Saturday, January 25, 2014

In Japan: Getting to the Yasukuni Shrine (Part II)

I am no longer in Japan.  I returned to my college town a day before school started. But still, I have the Yasukuni Shrine in the back of my mind. 

Before leaving for the states, I wandered back to the shrine two more times. The second time there, I went through the museum (1st level was free, but the exhibit itself was worth the fee). I was curious how the museum would present the Emperor's Army and Meiji Restoration Era. 

My third time there was an unplanned drive-by situation on the way to the airport. The taxi driver insisted on showing me the Imperial Palace (despite assuring him that I have seen the Palace and I have visited Japan many, many times). He was very sweet about it and very proud of his town. I am glad he did this, because we drove by the Yasukuni Shrine. As we did so,  I asked him if he's been inside. He nodded with a big smile and said that he has lived in Tokyo for 20 years and that visiting the shrine for New Years is tradition.  Not just a tradition for him, but for families throughout Tokyo. He said it gets very crowded. 

In the airport, I looked up the news stories about Prime Minister Abe's visit to the Shrine.  Sure enough: reports of South East Asia's outrage and appall at Abe's visit were released just a few days before the New Years. So, was his visit part of a Japanese tradition? Was he showing respect to old leaders and soldiers? Was he really trying to stick it to China and Korea?

Without the Meiji Restoration Era, Japan would not be as westernized as it is today.  Japan threw out its Samurai Bushido code, and its educational system and replaced them with new ones. These new  systems reflected (what the Japanese believed) were the best of the Western World. Westernization and modernization is both a blessing and a curse. On one hand, a country must sacrifice aspects of its cultural identity.  On the other, the transition from being a developing economy to a developed economy offers the opportunity of higher education and a greater standard of living to its people. The way I see it is: The world's system has been developed, nurtured, and influenced (primarily) by western powers and European thinkers. Global systems (ie international law, economic policy, treaties, judicial systems) were created with a western background, a western perspective, ideology, and standards. So, if the nature of International Relations was developed and influenced by western leaders and policy makers, of course non-western world countries would have to adapt to those standards.
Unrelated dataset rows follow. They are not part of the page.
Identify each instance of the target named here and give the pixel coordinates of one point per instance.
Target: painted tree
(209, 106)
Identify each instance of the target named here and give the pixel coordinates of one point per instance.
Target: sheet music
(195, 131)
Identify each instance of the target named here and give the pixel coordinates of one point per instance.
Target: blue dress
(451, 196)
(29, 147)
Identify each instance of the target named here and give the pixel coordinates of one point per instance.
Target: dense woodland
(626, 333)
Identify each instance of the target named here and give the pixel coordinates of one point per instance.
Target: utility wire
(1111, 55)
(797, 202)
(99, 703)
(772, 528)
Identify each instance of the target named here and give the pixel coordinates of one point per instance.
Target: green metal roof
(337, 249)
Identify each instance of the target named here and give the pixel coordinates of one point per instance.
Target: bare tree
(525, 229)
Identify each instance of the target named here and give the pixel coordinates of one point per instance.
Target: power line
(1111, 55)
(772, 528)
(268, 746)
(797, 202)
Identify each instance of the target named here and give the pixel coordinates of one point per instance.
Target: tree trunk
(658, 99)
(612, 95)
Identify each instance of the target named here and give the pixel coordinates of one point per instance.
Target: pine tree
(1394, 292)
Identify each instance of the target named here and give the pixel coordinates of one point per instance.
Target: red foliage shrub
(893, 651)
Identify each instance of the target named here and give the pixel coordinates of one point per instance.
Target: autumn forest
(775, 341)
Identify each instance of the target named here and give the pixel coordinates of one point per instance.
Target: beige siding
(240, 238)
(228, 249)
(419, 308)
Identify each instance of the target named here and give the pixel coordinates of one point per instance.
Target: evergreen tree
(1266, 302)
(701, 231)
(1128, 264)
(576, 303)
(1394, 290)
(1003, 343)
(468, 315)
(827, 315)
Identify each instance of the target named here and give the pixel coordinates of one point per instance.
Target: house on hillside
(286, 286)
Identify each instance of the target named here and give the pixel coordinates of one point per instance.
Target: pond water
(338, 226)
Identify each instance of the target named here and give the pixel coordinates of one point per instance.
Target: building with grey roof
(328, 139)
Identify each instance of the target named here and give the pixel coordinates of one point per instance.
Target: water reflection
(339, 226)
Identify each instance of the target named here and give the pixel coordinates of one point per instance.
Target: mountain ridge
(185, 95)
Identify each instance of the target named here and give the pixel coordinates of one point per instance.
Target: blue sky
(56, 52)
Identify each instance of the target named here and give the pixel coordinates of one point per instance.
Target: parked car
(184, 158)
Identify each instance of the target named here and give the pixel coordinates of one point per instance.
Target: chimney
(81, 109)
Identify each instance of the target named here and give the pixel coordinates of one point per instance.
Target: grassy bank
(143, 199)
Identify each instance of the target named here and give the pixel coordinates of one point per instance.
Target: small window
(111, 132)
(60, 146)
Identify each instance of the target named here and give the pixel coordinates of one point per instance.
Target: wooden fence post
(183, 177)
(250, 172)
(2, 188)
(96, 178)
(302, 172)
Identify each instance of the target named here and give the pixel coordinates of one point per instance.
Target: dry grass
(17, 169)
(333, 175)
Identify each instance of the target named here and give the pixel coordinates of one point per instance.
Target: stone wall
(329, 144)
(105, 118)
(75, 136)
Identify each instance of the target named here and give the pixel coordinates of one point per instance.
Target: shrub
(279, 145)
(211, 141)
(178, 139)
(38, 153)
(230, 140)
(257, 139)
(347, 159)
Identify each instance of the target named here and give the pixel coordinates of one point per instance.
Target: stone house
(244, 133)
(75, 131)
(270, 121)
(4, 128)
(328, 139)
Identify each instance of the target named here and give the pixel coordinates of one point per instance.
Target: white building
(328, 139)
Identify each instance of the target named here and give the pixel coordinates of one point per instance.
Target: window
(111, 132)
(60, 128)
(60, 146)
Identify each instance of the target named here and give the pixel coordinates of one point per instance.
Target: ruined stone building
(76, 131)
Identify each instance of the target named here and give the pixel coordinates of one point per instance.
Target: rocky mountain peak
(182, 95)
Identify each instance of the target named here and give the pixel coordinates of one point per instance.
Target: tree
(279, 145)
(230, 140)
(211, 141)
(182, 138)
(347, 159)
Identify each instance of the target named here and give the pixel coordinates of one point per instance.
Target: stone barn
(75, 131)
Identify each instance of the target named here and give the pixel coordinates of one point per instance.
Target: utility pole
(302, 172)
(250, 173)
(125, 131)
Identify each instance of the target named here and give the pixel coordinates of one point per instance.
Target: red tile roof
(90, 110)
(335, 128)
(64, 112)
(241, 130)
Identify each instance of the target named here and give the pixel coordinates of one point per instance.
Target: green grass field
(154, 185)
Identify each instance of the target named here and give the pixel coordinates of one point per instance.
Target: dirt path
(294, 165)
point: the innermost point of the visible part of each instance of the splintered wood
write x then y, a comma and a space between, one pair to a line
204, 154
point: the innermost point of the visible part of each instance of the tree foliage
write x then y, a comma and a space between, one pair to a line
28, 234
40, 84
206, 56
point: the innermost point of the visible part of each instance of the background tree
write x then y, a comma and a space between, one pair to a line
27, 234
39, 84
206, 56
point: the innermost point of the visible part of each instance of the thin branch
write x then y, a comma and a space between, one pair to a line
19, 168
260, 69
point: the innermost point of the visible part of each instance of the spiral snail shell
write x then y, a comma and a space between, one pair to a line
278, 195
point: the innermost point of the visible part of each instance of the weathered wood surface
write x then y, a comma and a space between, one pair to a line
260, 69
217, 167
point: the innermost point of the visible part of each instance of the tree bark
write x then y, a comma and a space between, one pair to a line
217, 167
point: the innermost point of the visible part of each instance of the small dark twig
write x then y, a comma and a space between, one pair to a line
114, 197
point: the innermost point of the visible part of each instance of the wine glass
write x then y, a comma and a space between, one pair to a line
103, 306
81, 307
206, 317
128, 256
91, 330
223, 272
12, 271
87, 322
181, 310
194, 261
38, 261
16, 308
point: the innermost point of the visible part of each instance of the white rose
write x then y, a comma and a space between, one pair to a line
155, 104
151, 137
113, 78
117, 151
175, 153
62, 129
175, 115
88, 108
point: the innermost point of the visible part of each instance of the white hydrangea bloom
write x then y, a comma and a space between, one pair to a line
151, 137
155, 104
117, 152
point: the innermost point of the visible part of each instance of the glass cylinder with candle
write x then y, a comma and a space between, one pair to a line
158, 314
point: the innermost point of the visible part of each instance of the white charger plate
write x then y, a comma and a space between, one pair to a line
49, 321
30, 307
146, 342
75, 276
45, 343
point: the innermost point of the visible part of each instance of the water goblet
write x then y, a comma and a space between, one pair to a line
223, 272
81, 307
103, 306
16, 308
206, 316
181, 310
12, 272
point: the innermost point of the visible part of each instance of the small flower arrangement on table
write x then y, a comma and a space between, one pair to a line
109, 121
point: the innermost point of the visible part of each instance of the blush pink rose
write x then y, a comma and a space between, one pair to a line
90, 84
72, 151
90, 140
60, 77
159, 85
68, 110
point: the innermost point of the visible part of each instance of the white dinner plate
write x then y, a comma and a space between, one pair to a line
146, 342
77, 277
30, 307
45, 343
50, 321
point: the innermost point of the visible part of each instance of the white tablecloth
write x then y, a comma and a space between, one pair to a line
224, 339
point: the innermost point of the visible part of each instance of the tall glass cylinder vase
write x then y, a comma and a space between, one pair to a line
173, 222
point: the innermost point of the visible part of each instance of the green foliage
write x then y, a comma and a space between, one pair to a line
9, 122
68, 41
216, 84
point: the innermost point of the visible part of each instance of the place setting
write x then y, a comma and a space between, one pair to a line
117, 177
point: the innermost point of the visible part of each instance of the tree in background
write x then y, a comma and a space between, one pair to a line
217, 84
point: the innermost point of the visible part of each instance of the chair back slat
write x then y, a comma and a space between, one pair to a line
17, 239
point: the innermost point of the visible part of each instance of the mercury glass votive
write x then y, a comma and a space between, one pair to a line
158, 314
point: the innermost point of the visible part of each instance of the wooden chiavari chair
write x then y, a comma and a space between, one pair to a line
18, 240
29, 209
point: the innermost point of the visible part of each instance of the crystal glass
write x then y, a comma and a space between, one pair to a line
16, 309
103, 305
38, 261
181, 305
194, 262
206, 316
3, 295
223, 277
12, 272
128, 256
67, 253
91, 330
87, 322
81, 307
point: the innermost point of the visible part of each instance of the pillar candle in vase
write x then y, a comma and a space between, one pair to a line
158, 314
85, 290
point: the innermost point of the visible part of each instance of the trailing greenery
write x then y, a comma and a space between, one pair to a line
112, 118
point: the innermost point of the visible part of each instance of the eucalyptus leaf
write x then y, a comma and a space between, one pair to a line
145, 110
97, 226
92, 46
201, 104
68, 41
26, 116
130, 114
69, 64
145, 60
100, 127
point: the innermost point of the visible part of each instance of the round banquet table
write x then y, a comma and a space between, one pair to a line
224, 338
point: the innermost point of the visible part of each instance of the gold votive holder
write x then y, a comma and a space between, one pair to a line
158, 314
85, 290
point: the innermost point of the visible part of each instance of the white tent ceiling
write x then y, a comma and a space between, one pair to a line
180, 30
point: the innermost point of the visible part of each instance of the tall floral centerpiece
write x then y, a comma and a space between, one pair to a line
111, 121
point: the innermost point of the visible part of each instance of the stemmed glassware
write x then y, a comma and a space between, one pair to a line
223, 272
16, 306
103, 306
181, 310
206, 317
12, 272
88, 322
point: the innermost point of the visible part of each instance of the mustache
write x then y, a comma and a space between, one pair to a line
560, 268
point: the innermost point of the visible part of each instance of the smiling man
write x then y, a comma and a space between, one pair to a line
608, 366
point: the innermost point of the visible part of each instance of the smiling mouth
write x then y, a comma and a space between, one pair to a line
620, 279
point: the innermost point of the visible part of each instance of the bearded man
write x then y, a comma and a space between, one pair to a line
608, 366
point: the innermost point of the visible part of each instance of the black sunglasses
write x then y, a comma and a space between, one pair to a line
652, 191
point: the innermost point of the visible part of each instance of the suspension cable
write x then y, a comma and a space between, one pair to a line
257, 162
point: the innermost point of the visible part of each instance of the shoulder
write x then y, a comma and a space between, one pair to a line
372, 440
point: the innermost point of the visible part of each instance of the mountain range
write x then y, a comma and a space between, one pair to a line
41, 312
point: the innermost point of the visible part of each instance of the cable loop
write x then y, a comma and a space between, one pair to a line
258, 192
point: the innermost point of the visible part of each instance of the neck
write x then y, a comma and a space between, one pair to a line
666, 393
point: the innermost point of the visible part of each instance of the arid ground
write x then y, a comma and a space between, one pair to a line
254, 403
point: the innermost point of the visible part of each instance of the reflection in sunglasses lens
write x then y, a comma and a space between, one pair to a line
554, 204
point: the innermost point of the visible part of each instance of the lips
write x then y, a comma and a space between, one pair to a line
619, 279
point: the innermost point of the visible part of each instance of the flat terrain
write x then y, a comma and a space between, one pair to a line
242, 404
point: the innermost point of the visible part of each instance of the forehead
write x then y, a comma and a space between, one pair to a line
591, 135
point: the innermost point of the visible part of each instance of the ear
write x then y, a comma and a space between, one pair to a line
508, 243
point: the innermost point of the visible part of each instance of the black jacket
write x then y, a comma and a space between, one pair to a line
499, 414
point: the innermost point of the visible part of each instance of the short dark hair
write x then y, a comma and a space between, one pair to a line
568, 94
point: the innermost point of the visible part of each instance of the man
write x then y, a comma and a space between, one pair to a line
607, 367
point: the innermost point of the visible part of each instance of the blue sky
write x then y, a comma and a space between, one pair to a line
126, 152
It's Darwin's Theory of Evolution and Survival of the Fittest on a global scale.  Countries of the old world have been trying to adapt to Western systems since decolonization (World War I) and have made monumental transformations since the Digital Age (think India and China).


Map of imperial Japan

Before visiting the shrine, I had only understood its controversy through China's eyes.  Now, I see it a  little differently.  There is China's perception and anger at the crimes committed on its soil. The bitter sentiment lingers and continues to play into their relations with Japan.  On the other hand is Japan's point of view: without the Meiji Restoration, their modernization process would have certainly happened much later and much slower.  I am not justifying the "Crimes against Peace" that Japanese commanders and soldiers were convicted of in the Tokyo trials. What I am saying is that it was a necessary step for Japan to take in order to be taken seriously by the Western powers during World War II.



The Meiji Restoration may have been a militant one, but the Restoration and the aggressive modernization was arguably necessary for Japan's future. 

The Shrine symbolizes all of this - the transformation, the growth, and the ugly details of the era. Specifically, it honors those that fought in the Emperor's Army during the Meiji Restoration.